High Cocoa Price Makes Expensive Valentine's Day Chocolate: NPR

Cocoa prices have risen over the past few years, recently reaching record levels and increasing the cost of chocolate. Scott Olson/Getty Closed subtitles

Switch title
Scott Olson/Getty

On Valentine's Day, candies and truffles are more of a luxury item.

In the third year, the cocoa harvest was very short Due to abnormal weatherThis makes cocoa beans so expensive that chocolate manufacturers have no choice but to raise their own prices.

"It's a very big change for our business model," said Alex Whitmore, who runs Boston-area manufacturer Taza Chocolate.

His company mainly makes bars, but also Mexican-style chocolate, chocolate-covered nuts and bark. Taza's focus on darker cocoa chocolate means Whitmore has been paying a premium for cocoa beans.

“For us, the cost of cocoa has almost tripled,” he said. “We did raise the price by nearly 15% … and we may have to raise the price again, but we are doing everything we can to continue.”

Big chocolate brands such as Nestlé, Hershey and Mondelēz make Cadbury and Milka All raised pricesalso warn of further increase this year.

The biggest cocoa deficit in decades

David Branch, an agricultural industry analyst at Wells Fargo, said the world's cocoa supply is the worst in 60 years.

That's because most of the cocoa in the world comes from West Africa, especially the Ivory Coast and Ghana. Changing climate patterns allow farmers there to deal with extreme weather and sick trees.

"Too much moisture, then it gets too hot and too dry," Blanche said. He explained that the changing weather pressures of older cocoa trees make them more susceptible to disease.

Globally, the latest crop data show a 13% drop in yields from a year ago, Branch said, marking the third year decline.

“We are seeing progress in delivery,” he said. “But it’s a big loophole.”

Last Valentine's Day, the price of cocoa in the futures market broke 47 years of record. Since then, it has doubled.

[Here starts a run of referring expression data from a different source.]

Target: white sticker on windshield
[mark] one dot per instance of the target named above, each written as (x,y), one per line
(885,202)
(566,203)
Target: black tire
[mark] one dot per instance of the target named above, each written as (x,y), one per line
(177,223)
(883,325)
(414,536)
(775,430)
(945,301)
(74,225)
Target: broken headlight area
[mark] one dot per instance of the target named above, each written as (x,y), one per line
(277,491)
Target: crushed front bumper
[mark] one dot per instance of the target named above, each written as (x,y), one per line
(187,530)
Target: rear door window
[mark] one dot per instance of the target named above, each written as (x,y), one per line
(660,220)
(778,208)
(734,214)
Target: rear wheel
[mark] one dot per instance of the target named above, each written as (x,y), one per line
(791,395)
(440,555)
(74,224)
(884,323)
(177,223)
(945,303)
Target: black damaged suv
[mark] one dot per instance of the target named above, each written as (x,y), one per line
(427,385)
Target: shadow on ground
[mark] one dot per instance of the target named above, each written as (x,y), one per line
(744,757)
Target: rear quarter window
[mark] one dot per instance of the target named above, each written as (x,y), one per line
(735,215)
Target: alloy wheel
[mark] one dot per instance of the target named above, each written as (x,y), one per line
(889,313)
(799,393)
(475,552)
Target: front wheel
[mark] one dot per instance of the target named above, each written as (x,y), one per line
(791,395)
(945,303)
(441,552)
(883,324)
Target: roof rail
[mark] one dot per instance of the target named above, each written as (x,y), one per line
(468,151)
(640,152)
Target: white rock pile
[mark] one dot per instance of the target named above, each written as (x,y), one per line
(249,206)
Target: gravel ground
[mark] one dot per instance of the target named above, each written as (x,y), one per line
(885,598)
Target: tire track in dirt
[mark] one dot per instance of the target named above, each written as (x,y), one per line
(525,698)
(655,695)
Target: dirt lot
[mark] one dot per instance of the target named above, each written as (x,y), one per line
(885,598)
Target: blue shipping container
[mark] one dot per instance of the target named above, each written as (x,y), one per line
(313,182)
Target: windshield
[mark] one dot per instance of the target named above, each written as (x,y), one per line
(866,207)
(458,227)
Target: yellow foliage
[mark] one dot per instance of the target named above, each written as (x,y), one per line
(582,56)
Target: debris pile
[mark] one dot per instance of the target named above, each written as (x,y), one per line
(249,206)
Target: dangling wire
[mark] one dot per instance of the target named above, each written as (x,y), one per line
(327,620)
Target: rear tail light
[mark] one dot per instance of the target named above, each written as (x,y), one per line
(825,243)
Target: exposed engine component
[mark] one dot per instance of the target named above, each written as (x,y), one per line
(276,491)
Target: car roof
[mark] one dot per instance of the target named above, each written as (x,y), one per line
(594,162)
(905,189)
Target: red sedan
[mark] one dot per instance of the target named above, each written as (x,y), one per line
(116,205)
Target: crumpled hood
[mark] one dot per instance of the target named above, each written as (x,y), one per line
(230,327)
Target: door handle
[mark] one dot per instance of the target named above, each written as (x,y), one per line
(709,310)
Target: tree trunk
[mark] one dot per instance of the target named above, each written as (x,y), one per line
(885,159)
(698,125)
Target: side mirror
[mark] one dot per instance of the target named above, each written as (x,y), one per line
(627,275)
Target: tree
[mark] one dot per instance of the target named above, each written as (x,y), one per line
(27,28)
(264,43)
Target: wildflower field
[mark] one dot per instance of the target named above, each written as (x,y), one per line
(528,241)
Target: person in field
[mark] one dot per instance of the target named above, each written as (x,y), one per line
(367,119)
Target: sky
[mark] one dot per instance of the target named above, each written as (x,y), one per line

Financial roller coasters attract many speculators trying to make money quickly, which only exacerbates the volatility.

What happened after cocoa ingestion

So far, shoppers don’t seem too frustrated. Despite the higher prices, chocolate sales are still rising.

“Consumers use chocolate as a kind of indulgence they cannot do without,” Mondelēz CEO Dirk van de Put Tell investors last week.

The good news is that the market is correcting itself - just slowly.

Bakeries and other companies that don’t have to use chocolate will focus more on other flavors. Large manufacturers are pushing shoppers toward chewy, fudge or other less coincidental candy. For example, Kitkat has no chocolate dip to introduce cinnamon and Naples flavors.

Countries outside West Africa have strengthened cocoa production. For example, Ecuadorian farmers have planted new trees that will produce more cocoa in a few years, Blanche said.

"We're going to see this ease," he said. "It's not a quick fix."

Fundamentally, higher-priced cocoa means investing more money for cocoa farmers in West Africa and elsewhere to plant younger trees, strengthen larger trees and make the cocoa bean supply more sustainable.

"The price of cocoa is really responding to the long-term underinvestment in the cocoa industry," Whitmore said at Taza Chocolate. "It's a real correction...so much underinvestment because the price is too long for so long . We have paid for it now."